D’autre part, le rapport technique des experts de l’Agence internationale japonaise de coopération (JICA) apporte des éléments encore plus troublants au sujet de la construction de cette route. Un « standard penetration test » en vue de déterminer la résistance du terrain pour la construction d’une route a permis d’établir que les conditions sur le terrain n’étaient pas favorables à un tel projet. « Cette résistance est mesurée sur une échelle de 0 à 50, en sachant qu’il faut un minimum de 30 pour pouvoir construire une route. Les retombées de la JICA sont que le N-value de cette terre est de 6. Si ti fer sa tes-la depi avan, li ti pou kler ki pa kapav fer sa sime-la lorla », a déclaré Nando Bodha. La JICA devait sévèrement conclure dans son rapport que « le N value 6 is too low to hold the embankment structure ».
Dans la conjoncture, les Infrastructures publiques devront s’engager dans une opération pour stabiliser la situation à Terre-Rouge/Verdun dans les trois mois à venir avec l’aménagement de drains horizontaux des deux côtés de la route. Cet exercice sera suivi d’une période de « testing », et ce n’est qu’après cette phase que le gouvernement se concentrera sur les travaux à effectuer pour la réouverture de la route. Une des options à l’étude serait de construire la route sur des pilotis. Mais pour l’heure Nando Bodha soutient qu’il est prématuré de faire une estimation des travaux à venir, surtout que la phase de « testing » avec l’aménagement de drains n’a pas encore débuté.

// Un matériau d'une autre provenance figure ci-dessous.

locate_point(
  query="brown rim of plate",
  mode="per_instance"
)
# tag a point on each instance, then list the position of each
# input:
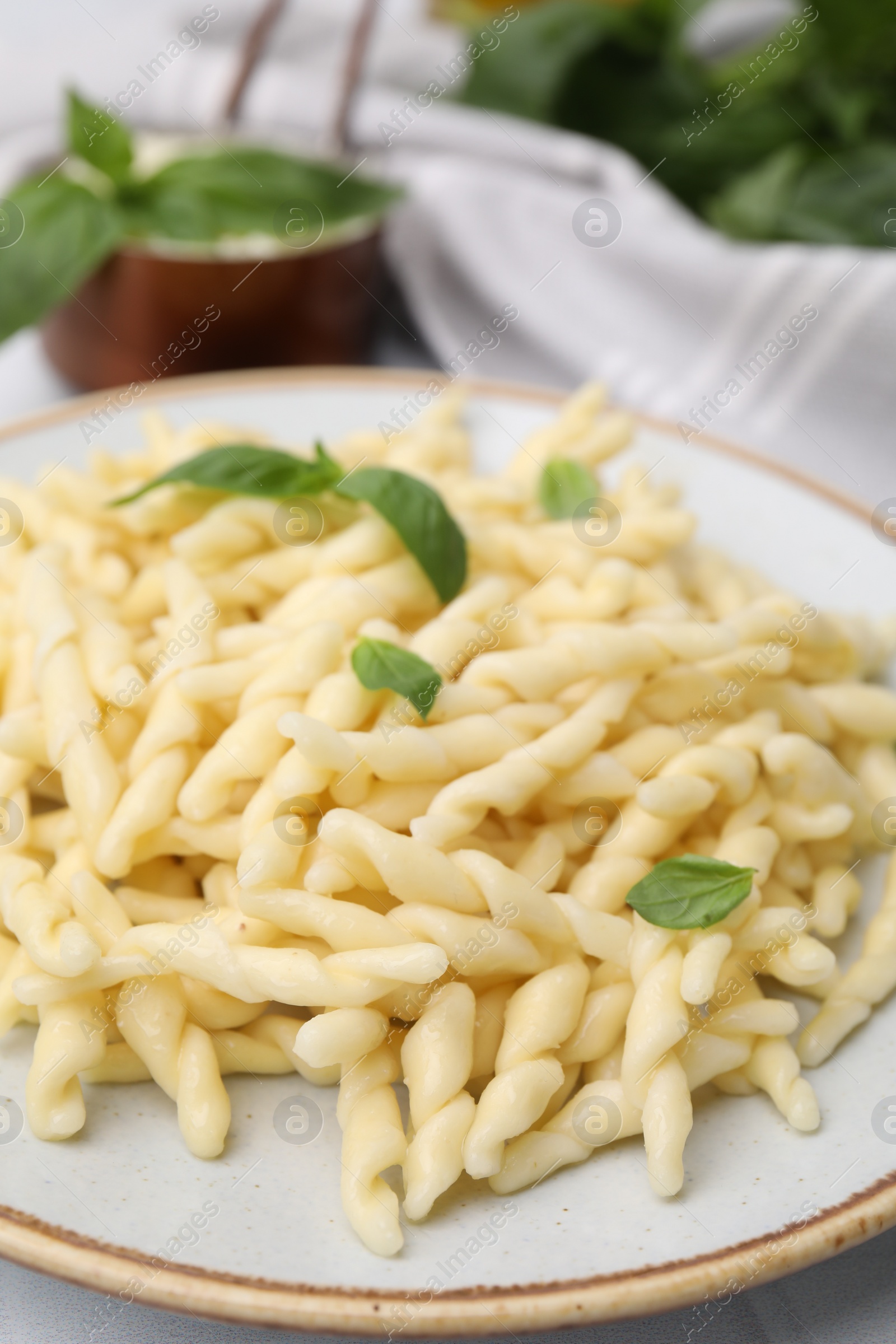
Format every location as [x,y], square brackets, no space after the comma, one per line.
[480,1309]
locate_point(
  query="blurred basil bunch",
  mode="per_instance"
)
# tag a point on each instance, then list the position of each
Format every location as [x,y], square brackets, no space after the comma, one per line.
[792,138]
[72,221]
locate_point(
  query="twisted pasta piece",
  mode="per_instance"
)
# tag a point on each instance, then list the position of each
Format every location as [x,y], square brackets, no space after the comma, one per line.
[867,983]
[251,973]
[776,1067]
[539,1016]
[372,1140]
[511,783]
[558,1143]
[437,1058]
[152,1018]
[42,921]
[72,1037]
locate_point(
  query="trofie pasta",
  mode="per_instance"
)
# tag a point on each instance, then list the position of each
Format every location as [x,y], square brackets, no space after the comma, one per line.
[501,791]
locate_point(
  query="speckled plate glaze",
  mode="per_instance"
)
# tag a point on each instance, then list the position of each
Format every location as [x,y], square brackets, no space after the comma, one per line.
[589,1244]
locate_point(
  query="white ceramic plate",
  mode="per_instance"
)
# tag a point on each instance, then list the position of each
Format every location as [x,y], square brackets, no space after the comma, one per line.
[590,1242]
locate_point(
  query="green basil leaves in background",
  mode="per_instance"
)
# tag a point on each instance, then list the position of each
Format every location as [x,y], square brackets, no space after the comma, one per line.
[564,484]
[200,198]
[244,469]
[70,229]
[691,892]
[787,135]
[68,234]
[419,518]
[102,140]
[408,505]
[379,664]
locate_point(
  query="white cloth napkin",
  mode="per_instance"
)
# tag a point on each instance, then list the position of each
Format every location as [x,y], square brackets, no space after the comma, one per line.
[799,339]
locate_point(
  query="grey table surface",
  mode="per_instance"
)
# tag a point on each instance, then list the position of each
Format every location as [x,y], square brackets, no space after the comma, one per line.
[850,1300]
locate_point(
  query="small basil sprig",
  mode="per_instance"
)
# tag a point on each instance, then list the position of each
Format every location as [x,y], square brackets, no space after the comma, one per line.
[691,892]
[244,469]
[419,518]
[563,487]
[413,508]
[379,664]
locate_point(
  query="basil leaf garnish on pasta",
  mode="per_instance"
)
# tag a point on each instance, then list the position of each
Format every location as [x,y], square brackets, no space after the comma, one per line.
[419,518]
[245,469]
[563,487]
[691,892]
[413,508]
[379,664]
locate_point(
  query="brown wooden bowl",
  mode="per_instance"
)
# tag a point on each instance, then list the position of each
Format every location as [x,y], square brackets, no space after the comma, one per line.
[144,316]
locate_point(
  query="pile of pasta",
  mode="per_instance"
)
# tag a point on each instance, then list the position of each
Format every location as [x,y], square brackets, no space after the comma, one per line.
[222,854]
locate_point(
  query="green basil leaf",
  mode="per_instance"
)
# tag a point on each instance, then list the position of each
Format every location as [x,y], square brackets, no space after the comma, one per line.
[244,469]
[102,140]
[68,234]
[564,484]
[203,197]
[692,892]
[412,507]
[419,518]
[381,664]
[526,72]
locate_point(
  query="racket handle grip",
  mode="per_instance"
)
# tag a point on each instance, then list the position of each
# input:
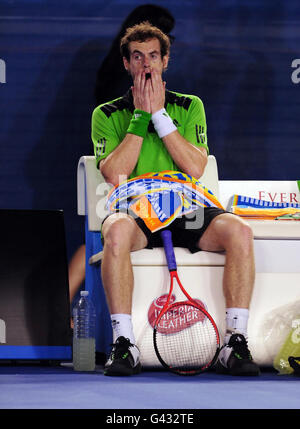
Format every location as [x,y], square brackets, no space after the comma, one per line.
[166,236]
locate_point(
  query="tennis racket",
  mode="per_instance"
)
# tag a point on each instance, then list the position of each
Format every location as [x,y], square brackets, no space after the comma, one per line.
[185,337]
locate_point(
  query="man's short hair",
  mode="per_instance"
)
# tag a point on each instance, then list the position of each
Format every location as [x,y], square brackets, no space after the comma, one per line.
[141,33]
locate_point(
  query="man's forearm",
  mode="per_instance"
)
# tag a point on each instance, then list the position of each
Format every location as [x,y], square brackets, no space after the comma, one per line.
[187,157]
[122,160]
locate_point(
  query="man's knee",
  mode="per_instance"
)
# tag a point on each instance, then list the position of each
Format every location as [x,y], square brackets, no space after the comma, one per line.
[118,232]
[238,235]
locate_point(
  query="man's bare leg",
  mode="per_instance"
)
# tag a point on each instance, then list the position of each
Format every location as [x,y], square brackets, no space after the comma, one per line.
[121,236]
[232,234]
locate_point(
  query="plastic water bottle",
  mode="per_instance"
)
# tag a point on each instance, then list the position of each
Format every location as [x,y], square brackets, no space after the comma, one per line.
[291,347]
[84,344]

Avec environ 30 % du trafic circulant via l’autoroute Terre-Rouge/Verdun, qui devrait rester fermer pour encore un bon moment, les Infrastructures publiques sont en consultation avec les Casernes centrales en vue d’alléger le stress quotidien des automobilistes pour gagner la capitale. Le ministre Nando Bodha a annoncé que le tronçon de l’autoroute M2 à hauteur de Roche-Bois sera élargi incessamment avec la construction d’une troisième voie menant vers le centre de Port-Louis alors que les deux voies en direction du Nord resteront opérationnelles. Compte tenu du flux de véhicules empruntant cette partie de l’autoroute en journée, les travaux devraient être effectués durant la nuit ou pendant le week-end. À ce stade, aucune indication n’est disponible concernant la date à laquelle les travaux débuteront. Des séries de déviations seront également prévues à partir du rond-point de l’ICAC en passant par ABC Motors et les rues avoisinantes pour rejoindre plus rapidement la Place d’Armes.